I suspect the problem is you set smallest and largest both to num which makes your if redundant.
Try setting them both to 0.
Also you have variables and methods with the same name which isn't recommended. (confusing).
the following s the code to
Find the number of occurrences of a given digit in a number.wat shall i do in order to Find the digit that occurs most in a given number.(should i create array and save those values and then compare)

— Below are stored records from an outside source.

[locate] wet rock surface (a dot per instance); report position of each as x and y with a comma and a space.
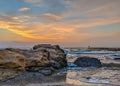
43, 58
88, 62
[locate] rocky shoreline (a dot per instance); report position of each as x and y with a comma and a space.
43, 58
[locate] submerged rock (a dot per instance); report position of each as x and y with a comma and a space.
88, 62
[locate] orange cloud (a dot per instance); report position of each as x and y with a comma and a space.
53, 16
24, 9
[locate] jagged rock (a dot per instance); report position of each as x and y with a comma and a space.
11, 60
87, 62
44, 58
118, 59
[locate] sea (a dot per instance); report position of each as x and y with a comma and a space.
73, 75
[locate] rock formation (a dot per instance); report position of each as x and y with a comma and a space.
87, 62
43, 58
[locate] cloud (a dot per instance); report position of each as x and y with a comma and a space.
52, 31
24, 9
32, 1
50, 16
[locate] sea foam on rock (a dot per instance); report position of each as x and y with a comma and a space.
88, 62
43, 58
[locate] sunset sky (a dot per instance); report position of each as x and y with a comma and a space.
69, 23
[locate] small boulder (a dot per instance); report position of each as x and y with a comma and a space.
117, 59
88, 62
11, 60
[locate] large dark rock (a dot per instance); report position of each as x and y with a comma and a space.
117, 59
88, 62
43, 58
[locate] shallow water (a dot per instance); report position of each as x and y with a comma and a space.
73, 75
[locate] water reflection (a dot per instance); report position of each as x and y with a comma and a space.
71, 77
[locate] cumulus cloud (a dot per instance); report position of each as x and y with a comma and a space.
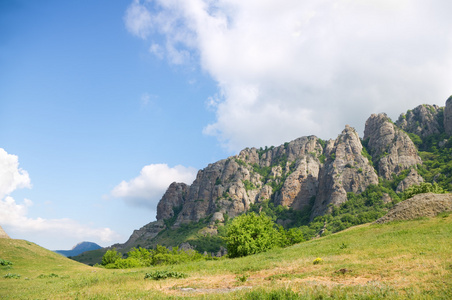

can anyone please help me ..
import java.util.*;
public class NumOccurenceDigit
{
public static void main(String[] args)
{
Scanner s= new Scanner(System.in);
System.out.println("Enter a Valid Digit.(contaioning only numerals)");
int number = s.nextInt();
String numberStr = Integer.toString(number);
int numLength = numberStr.length();
System.out.println("Enter numer to find its occurence");
int noToFindOccurance = s.nextInt();
String noToFindOccuranceStr = Integer.toString(noToFindOccurance);
char noToFindOccuranceChar=noToFindOccuranceStr.charAt(0);
int count = 0;
char firstChar = 0;
int i = numLength-1;
recFunNumOccurenceDigit(firstChar,count,i,noToFindOccuranceChar,numberStr);
}
static void recFunNumOccurenceDigit(char firstChar,int count,int i,char noToFindOccuranceChar,String numberStr)
{
if(i >= 0)
{
firstChar = numberStr.charAt(i);
if(firstChar == noToFindOccuranceChar)
//if(a.compareTo(noToFindOccuranceStr) == 0)
{
count++;
}
i--;
recFunNumOccurenceDigit(firstChar,count,i,noToFindOccuranceChar,numberStr);
}
else
{
System.out.println("The number of occurance of the "+noToFindOccuranceChar+" is :"+count);
System.exit(0);
}
}
}
/*
* Enter a Valid Digit.(contaioning only numerals)
456456
Enter numer to find its occurence
4
The number of occurance of the 4 is :2*/
O(n)
keep int digits[] = new int[10];
every time encounter with digit i increase value of digits[i]++
the return the max of digits array and its index. that's all.
Here is my Java code:
public static int countMaxOccurence(String s) {
int digits[] = new int[10];
for (int i = 0; i < s.length(); i++) {
int j = s.charAt(i) - 48;
digits[j]++;
}
int digit = 0;
int count = digits[0];
for (int i = 1; i < 10; i++) {
if (digits[i] > count) {
count = digits[i];
digit = i;
}
}
System.out.println("digit = " + digit + " count= " + count);
return digit;
}
and here are some tests
System.out.println(countMaxOccurence("12365444433212"));
System.out.println(countMaxOccurence("1111111"));
declare a count[] array
and change your find function to something like
//for (i = 1 to n)
{
count[numberStr.charAt(i)]++;
}
then find the largest item in count[]
public class Demo{
public static void main(String[] args) {
System.out.println("Result: " + maxOccurDigit(327277));
}
public static int maxOccurDigit(int n) {
int maxCount = 0;
int maxNumber = 0;
if (n < 0) {
n = n * (-1);
}
for (int i = 0; i <= 9; i++) {
int num = n;
int count = 0;
while (num > 0) {
if (num % 10 == i) {
count++;
}
num = num / 10;
}
if (count > maxCount) {
maxCount = count;
maxNumber = i;
} else if (count == maxCount) {
maxNumber = -1;
}
}
return maxNumber;
}}
The above code returns the digit that occur the most in a given number. If there is no such digit, it will return -1 (i.e.if there are 2 or more digits that occurs same number of times then -1 is returned. For e.g. if 323277 is passed then result is -1). Also if a number with single digit is passed then number itself is returned back. For e.g. if number 5 is passed then result is 5.